Most Gladstonians earned their money the old-fashioned way: They inherited it. At last summer's competition, the aristocrats were identifiable by their club ties, green pants and similarly sensible sports garments. Some of the more mature gentlemen still affected Brooks Brothers seersuckers, but not many. All had splendid teeth. Genteel pleasures awaited the 10,000 fans in attendance, who spread their ground cloths and numerous offspring on Gladstone's grassy slopes. They perused boutiques that sold everything from English saddles to deerstalker hats, sampled buttered scones and Watney Red Barrel, and listened as the New Jersey State Police Pipe Band played Amazing Grace, or something very much like it.
The three days of Gladstone were divided into the dressage, marathon and obstacle competitions, scheduled in that order. In dressage, horses and driver were rated on poise, style, agility and accuracy. During the obstacle phase, the carriages wove through narrow gates, rails, right-angled turns and colored cones with balls balanced on top—a regimen as formal as a dinner party at Miss Manners's.
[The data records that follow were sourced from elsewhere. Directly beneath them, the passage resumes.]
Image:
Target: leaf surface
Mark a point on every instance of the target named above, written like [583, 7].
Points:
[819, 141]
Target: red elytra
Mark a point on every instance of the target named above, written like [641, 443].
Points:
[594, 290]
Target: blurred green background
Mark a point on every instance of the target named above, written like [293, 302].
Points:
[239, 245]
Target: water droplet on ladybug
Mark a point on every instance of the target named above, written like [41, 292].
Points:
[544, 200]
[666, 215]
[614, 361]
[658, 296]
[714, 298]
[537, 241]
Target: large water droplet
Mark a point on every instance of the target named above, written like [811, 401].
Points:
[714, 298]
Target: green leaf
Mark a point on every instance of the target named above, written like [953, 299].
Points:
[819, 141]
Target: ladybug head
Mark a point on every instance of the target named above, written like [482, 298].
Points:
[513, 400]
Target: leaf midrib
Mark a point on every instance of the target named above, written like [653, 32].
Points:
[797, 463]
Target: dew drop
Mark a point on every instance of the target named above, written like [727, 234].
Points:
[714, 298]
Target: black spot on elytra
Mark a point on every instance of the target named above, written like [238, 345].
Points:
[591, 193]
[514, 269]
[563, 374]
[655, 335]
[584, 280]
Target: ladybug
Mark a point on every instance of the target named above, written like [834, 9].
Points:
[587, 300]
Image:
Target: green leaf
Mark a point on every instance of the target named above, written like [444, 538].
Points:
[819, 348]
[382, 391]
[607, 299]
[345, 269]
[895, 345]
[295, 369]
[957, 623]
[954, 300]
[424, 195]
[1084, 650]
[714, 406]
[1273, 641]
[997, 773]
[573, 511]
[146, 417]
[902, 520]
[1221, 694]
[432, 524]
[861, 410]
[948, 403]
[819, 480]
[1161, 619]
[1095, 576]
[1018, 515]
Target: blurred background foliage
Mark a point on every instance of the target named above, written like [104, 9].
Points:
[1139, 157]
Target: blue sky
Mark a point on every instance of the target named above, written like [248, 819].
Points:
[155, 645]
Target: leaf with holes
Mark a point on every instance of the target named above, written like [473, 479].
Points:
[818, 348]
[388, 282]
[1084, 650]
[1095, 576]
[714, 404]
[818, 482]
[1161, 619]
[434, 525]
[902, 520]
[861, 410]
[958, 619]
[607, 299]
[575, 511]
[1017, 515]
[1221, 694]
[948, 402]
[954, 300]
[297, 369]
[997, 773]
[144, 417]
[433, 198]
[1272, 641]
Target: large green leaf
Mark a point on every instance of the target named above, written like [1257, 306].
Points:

Long won both the dressage and the obstacle events without the help of Caspersen, who decided to perform his glad-handing duties during those events and limited his participation to the marathon, which accounted for about two thirds of the overall competition. A slog among tightly-spaced trees, across water hazards and over 17 miles of sometimes rugged terrain, the marathon is a perfect model for the CEO's course to the top.
A steady rain complicated this year's competition. Long and Caspersen were sloshing gingerly around an old sawmill when a back wheel caught a corner post. Their carriage flipped, spewing its contents into a ditch. The subsequent penalty kept them from winning the overall title, but their second-place finish was good enough to earn them the trophy as the four-in-hand champions for the combined driving season.
Caspersen was beaming when he arrived at the press tent. His shirttails were out, his khakis splattered with mud. "See," he said, "it's not such a wimpy sport after all." Then he took a hard swallow of drink and mused, "Where else can you be middle-aged, balding and overweight, and still be a world champion athlete?"